A Comparative Study Using Transfer Learning and Federated Learning to Detect Sign Language
摘要
This study explores the challenge of recognizing American Sign Language (ASL) gestures using deep learning techniques. Gesture recognition remains a significant challenge in assistive technology, where the goal is to develop systems that can accurately and efficiently interpret hand signs. The project aims to address issues such as model generalization, data privacy, and effective classification of complex gesture inputs. To solve this, two deep learning paradigms were compared: Transfer Learning (TL) and Federated Learning (FL). Both models were built using a ResNet50 architecture pre-trained on the ImageNet dataset and fine-tuned to suit the gesture classification task. The TL model was trained centrally using standard supervised learning, while the FL model distributed training across four client datasets, simulating real-world decentralized learning via federated averaging. The system was implemented using TensorFlow and Docker with GPU support and incorporated preprocessing and augmentation techniques to improve generalization.

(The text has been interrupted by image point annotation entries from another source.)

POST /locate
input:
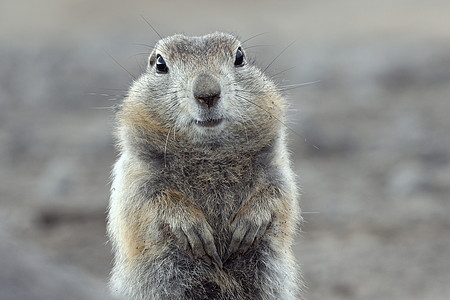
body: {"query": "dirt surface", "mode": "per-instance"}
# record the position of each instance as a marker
(372, 152)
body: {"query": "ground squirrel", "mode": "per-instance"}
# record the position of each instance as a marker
(203, 202)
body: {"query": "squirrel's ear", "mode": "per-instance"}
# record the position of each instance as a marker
(152, 59)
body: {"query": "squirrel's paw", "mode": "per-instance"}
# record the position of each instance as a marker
(197, 240)
(247, 233)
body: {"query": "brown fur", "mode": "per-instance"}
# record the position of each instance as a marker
(199, 213)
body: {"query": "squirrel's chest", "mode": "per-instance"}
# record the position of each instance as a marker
(217, 188)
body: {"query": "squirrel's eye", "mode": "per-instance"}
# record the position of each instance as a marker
(239, 58)
(161, 66)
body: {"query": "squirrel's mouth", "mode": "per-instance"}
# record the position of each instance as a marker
(209, 122)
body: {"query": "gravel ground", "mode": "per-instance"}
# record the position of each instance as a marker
(372, 151)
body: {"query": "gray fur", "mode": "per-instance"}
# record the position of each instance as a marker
(230, 233)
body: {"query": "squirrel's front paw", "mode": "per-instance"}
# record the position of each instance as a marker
(247, 232)
(197, 240)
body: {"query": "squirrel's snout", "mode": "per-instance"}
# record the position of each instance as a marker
(206, 90)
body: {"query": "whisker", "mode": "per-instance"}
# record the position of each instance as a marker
(281, 122)
(119, 64)
(144, 45)
(282, 51)
(286, 70)
(137, 54)
(295, 86)
(254, 46)
(143, 18)
(251, 38)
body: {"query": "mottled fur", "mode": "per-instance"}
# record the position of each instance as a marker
(182, 193)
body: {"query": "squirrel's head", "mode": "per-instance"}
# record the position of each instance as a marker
(202, 92)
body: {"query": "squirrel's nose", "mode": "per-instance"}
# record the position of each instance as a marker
(206, 90)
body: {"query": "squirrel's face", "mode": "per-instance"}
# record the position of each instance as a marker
(205, 89)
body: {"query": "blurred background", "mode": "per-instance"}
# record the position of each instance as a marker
(376, 192)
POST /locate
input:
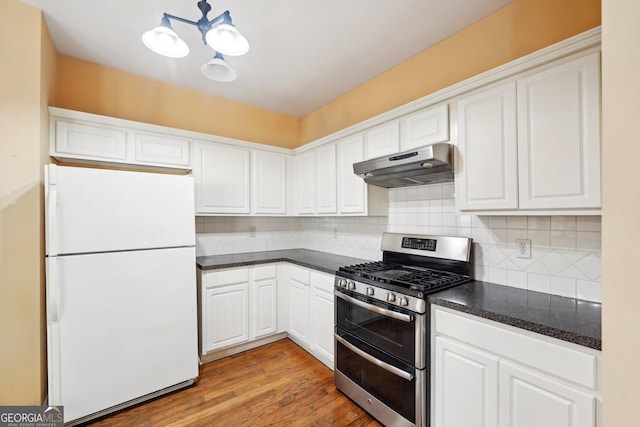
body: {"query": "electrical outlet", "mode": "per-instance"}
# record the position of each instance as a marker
(524, 248)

The evaluation compared the performance of the two approaches using standard classification metrics and visual analysis tools. The study contributes a comparative study between centralized and decentralized learning methods in gesture recognition, demonstrating their potential and trade-offs. Key findings include a 99.69% validation accuracy for the TL model on subset 2, highlighting its effectiveness in centralized settings. The FL model, while starting at a lower accuracy, improved over multiple rounds—reaching up to 88.46% accuracy, in subset 2, after eight rounds of aggregation—demonstrating the promise of privacy-preserving, distributed learning strategies.